Certa vez, no intervalo de uma
aula para outra, sentados em um dos vários bancos do arborizado campus, eu e
Jeremias conversávamos.
– Se você parar pra pensar –
dizia ele –, hoje em dia as produções andam muito mais caprichadas...
– É... – minhas ponderações daquele
momento não acrescentavam muita informação relevante ao raciocínio. Me limitava
a concordar.
– Sabe o que eu digo. Não é que
não existissem séries boas antes. Mas hoje parece que há um apelo muito forte
ao formato. Muitos astros do cinema estão protagonizando ou participando de
séries.
Estávamos sentados na sombra
que, agradecidos, encontramos naquela manhã sonolenta. Apesar de não fazer
muito calor, o sol estava cruel para quem ficasse por muito tempo exposto à sua
influência.
O assunto em pauta era
entretenimento em geral, um de nossos debates mais comuns. Falávamos de tudo um
pouco, e muito disso. Nada em especial, porém, nesta ocasião. Todo o clima
contribuía para uma boa cochilada na próxima aula que, certamente, seria um
suplício, ainda mais para um ser humano nas condições de atenção que eu detinha
naquele instante.
Pessoas iam e vinham aos
montes.
Jovens, pessoas mais velhas,
gordos, magros, altos, baixos, exóticos, o pessoal da moda, a galera das bikes.
Todos querendo fugir daquele sol. E eu estava lá, não pensando em mais nada
além da minha cama aconchegante e perfeita que, ainda naquela manhã, fora
irremediavelmente abandonada por um ‘eu’ completamente descontente com este
fato.
– ... mas a mídia, cara, não
deixa dúv... – Jeremias falava qualquer coisa quando percebeu que eu não
prestava atenção nenhuma no que ele estava dizendo.

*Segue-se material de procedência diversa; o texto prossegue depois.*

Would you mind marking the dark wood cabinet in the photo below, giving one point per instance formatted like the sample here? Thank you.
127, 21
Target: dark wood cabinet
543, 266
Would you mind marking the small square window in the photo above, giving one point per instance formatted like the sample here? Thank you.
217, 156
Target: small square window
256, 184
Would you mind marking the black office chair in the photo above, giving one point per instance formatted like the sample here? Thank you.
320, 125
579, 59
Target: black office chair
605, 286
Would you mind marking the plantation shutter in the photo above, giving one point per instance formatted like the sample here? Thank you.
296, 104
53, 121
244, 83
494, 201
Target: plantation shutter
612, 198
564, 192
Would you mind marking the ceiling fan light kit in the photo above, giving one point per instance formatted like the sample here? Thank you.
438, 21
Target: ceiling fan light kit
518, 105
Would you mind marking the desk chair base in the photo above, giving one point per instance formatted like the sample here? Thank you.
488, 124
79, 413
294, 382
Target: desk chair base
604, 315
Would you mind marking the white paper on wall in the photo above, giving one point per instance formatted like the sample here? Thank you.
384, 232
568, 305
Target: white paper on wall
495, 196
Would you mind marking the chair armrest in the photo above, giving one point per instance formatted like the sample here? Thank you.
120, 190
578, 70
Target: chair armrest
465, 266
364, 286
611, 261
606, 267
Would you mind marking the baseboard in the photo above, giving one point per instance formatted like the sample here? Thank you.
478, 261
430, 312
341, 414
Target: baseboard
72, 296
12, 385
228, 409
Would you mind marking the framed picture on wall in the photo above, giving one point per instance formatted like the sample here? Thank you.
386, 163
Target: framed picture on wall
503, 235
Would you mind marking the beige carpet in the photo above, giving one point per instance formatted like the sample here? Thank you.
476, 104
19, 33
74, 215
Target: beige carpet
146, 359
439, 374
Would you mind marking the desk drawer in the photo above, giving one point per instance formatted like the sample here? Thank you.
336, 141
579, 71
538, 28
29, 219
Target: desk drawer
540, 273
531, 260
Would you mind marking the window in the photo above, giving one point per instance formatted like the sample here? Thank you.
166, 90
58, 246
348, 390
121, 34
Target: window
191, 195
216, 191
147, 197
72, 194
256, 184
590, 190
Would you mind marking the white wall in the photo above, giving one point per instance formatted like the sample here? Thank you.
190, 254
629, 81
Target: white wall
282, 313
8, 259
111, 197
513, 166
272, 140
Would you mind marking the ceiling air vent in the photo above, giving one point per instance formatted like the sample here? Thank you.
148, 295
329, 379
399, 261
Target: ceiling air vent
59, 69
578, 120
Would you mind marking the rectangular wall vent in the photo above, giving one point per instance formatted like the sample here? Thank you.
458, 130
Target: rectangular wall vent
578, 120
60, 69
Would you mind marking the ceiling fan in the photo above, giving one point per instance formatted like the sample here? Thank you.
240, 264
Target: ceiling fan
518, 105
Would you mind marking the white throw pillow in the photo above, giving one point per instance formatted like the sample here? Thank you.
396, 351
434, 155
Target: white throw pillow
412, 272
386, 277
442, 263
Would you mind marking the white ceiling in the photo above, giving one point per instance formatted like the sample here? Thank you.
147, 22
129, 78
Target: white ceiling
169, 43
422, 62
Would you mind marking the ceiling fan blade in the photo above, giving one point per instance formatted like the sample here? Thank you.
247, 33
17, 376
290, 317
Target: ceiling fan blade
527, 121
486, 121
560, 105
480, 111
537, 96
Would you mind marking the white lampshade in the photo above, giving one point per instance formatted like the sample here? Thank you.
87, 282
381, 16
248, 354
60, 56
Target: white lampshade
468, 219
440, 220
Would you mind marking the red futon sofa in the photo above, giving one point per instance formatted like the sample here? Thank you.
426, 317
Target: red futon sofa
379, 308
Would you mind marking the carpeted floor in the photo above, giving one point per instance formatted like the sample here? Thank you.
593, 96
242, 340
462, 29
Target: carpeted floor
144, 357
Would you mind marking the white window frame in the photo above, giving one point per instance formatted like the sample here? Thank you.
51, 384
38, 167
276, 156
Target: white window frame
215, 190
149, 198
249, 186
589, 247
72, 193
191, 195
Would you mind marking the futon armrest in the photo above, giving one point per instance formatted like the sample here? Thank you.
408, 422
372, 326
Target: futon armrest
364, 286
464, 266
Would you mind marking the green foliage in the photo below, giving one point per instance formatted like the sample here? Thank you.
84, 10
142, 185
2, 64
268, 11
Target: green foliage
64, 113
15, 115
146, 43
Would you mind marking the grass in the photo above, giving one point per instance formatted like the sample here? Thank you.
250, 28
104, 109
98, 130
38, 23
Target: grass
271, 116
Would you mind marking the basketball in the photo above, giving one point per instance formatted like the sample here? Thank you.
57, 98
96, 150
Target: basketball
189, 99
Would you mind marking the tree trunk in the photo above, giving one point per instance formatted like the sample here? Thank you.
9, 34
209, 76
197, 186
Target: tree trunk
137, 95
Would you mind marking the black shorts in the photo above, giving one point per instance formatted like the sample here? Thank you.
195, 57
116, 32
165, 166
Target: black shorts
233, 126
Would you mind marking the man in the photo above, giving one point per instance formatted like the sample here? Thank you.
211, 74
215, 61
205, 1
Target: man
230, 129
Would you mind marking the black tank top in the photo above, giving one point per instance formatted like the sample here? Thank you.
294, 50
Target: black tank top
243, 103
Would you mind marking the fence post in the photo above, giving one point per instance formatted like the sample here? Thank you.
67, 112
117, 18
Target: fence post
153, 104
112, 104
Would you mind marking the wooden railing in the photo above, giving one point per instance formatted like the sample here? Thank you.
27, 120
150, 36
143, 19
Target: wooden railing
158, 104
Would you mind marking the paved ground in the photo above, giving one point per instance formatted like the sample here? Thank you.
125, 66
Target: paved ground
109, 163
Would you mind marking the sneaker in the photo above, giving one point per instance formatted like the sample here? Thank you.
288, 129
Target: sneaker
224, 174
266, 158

Guardei meu silêncio, cada vez
mais esparramado no banco. O lutador vencido pelo sono. Nem a cafeína ajudaria.
Pó de guaraná, Red Bull, açaí, uma injeção de adrenalina. Nada disso. Eu era o
sonífero ambulante. Um ser zumbificado e desatento.
– Cara, cê tá uma pilha de
merda – Jeremias, obviamente, percebeu minha condição. Com toda sua delicadeza
expôs bem sua constatação.
– Nada não... só estou... –
dizia enquanto bocejava mais uma vez – precisando de uns minutinhos de...
Ele me olhava, esperando a
conclusão. Não me veio nada, e desisti desta terrível batalha interna pela
busca de uma expressão que se adequasse da maneira devida ao meu estado de espírito.
– Olha, bicho... vou lá para
dentro – disse Jeremias enquanto se levantava e iniciava a marcha à sala de
aula.
– Vai lá, vai lá... já te
alcanço.
Observei. Meu amigo caminhava
em seu ritmo normal, sem demonstrar sinal algum de cansaço. Por que eu era
assim? Muitos reclamavam de sono também. Mas eu me sentia como se fosse dormir
cansado e acordasse depois mais cansado ainda e isso durasse simplesmente o dia
todo. Incrível. Trágico.
Reunindo toda a força que me
restava e buscando um pouco mais que eu nem sabia que existia, me levantei e
segui o exemplo de Jeremias, me lançando àquele sol de manhã sem nuvens que me
recebia no trajeto rumo às edificações da faculdade. E o pior de tudo é que eu
sabia que no dia de amanhã e no posterior eu ainda estaria assim.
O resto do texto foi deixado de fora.